Improvements over VIA EPIA Mii10000N
- VGA display quality is slightly crisper
- More powerful processor, with double the frequency and SSE2/3 instructions, but no increase in power consumption. Frequency scaling also works to some extent.
- Xvideo is smooth, which is good since the alternative of Xvidix doesn't currently work.
- DDR2 533 is probably not a significant improvement over DDR 266. They have the same latency, for starters.
- Gigabit Ethernet (not much help in my 100mbit home network)
- HDMI (DVI) if/when it works
- Solid state capacitors :D
Experiences
- [2008-01-22] The performance limit for video playing (MPlayer) seems to be 1280x720 H.264. I
have one file that plays fine, with about 90% CPU utilization, which
is a big improvement in just a few days :) This
is of course without any hardware acceleration (besides Xvideo), so
future graphics drivers might change the situation.
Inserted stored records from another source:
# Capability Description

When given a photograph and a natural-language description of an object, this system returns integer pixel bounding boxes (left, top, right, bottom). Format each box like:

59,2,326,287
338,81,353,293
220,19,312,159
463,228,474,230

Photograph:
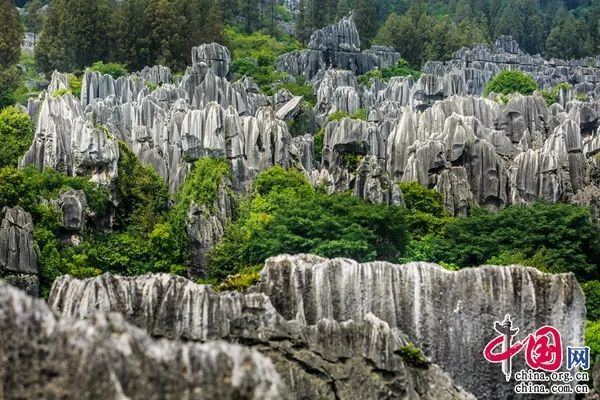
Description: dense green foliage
483,71,538,96
0,107,33,168
0,0,23,108
209,167,407,278
416,202,600,280
36,0,222,71
224,27,302,95
585,321,600,364
0,167,109,295
374,0,488,67
89,61,127,79
357,59,421,86
581,281,600,321
395,342,429,369
540,82,573,107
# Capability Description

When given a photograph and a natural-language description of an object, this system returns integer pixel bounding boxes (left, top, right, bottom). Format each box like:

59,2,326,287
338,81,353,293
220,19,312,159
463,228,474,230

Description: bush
395,342,429,369
314,128,325,160
0,107,33,168
217,265,262,292
88,61,129,79
432,202,600,281
223,27,302,91
398,182,448,239
483,71,538,96
581,281,600,321
209,166,407,279
357,59,421,86
114,142,169,233
69,74,82,98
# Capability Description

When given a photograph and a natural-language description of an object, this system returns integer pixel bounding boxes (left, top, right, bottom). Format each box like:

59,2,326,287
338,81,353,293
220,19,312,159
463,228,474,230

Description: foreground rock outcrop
0,206,40,296
50,268,473,400
0,282,286,400
49,255,585,399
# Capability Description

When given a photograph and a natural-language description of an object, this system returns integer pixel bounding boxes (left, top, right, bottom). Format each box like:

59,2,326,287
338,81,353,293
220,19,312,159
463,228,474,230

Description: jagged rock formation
49,255,585,399
186,176,235,278
423,36,600,99
0,206,39,296
0,282,286,400
50,268,473,400
275,16,400,79
58,189,87,233
19,82,119,188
Perhaps even to
enable full 1080p playback?-) (For a back-to-the-reality comparison,
the same improvement applies to my laptop
with a Pentium M. It now runs the same video at about 1 GHz. The 2:1
performance ratio per clock is not surprising though.)
- [2008-01-23] SSH acceleration works, CPU load reduced to 23% of the vanilla version. However, sshd isn't accelerated for some reason.
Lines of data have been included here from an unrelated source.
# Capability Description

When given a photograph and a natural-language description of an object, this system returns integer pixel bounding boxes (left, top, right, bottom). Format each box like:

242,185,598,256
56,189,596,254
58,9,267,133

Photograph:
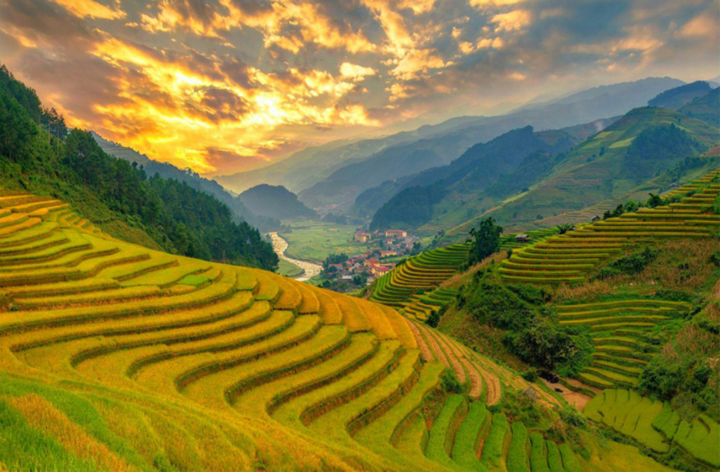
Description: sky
0,0,720,175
- Acpitool shows CPU temperature when the 'thermal' module is loaded :) This is nice after struggling to get temperature info via lm_sensors in this and the previous motherboard. Should help setting up passive cooling some day.
Temperature measurements
Because I'm bored on 2008-01-29, having just discovered the ACPI CPU temperature sensor :) These are with the stock heatsink and fan, running full CPU load (mainly distributed.net) for several minutes until the temperature settles. Room temperature nearby (on the keyboard, not used for a long time) is about 22...23 °C.
| Stock HS, 7 V fan | Stock HS, 12 V fan | Nexus HS, 7 V fan |
800 Mhz | 44...45 °C | 37...38 °C | 35 °C |
2000 MHz | | 60...61 °C | 58..60 °C |
At 2000 MHz and 7 V, the experiment was stopped at 67 °C with the temperature still increasing. Using the idea that the temperature difference is proportional to heat transfer power, which in turn is roughly proportional to the CPU frequency (not exactly true, but happens to work out nicely for the 12-volt case), I predict a final temperature around 77 °C.
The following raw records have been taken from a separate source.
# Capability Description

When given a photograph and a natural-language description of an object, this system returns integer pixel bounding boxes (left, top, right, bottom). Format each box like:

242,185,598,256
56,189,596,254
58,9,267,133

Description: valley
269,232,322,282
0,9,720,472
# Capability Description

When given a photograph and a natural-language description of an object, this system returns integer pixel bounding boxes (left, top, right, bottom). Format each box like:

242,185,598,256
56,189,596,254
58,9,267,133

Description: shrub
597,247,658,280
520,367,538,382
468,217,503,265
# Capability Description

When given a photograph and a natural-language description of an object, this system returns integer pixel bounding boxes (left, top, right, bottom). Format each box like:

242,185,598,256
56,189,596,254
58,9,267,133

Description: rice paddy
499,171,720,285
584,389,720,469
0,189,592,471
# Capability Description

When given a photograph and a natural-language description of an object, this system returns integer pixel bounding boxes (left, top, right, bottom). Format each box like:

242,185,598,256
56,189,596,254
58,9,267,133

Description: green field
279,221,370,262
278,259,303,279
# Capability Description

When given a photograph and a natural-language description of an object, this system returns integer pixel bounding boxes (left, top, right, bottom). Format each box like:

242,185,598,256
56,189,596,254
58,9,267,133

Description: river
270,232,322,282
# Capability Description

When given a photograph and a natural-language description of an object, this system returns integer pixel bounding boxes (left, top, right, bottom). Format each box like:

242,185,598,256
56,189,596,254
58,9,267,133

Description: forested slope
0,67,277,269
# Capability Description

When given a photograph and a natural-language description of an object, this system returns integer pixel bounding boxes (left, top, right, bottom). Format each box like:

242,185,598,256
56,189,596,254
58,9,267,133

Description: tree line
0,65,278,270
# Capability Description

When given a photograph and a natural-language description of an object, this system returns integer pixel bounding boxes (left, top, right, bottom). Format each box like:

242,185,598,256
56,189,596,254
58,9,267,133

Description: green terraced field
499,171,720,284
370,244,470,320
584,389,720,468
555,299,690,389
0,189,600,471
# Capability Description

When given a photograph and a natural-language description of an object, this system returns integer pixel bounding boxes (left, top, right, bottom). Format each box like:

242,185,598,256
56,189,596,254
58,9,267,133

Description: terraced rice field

I got the Nexus PSM-5000 copper heatsink on 2008-02-20, the above measurements are from the same day. It's a little unfortunate that the finely spaced fins don't lend themselves to passive cooling; the Reynolds number that identifies similar flow conditions has velocity*distance as a constant. However, with the stock fan on the side at a quiet 7 V, the heatsink really shows off its cool.
So far, the CPU voltage has been at the default 1196 / 956 mV. The BIOS does have pretty flexible clock and voltage settings, but no CPU voltages. They might be adjustable with the e_powersaver driver, similarly to what I've done with my laptop.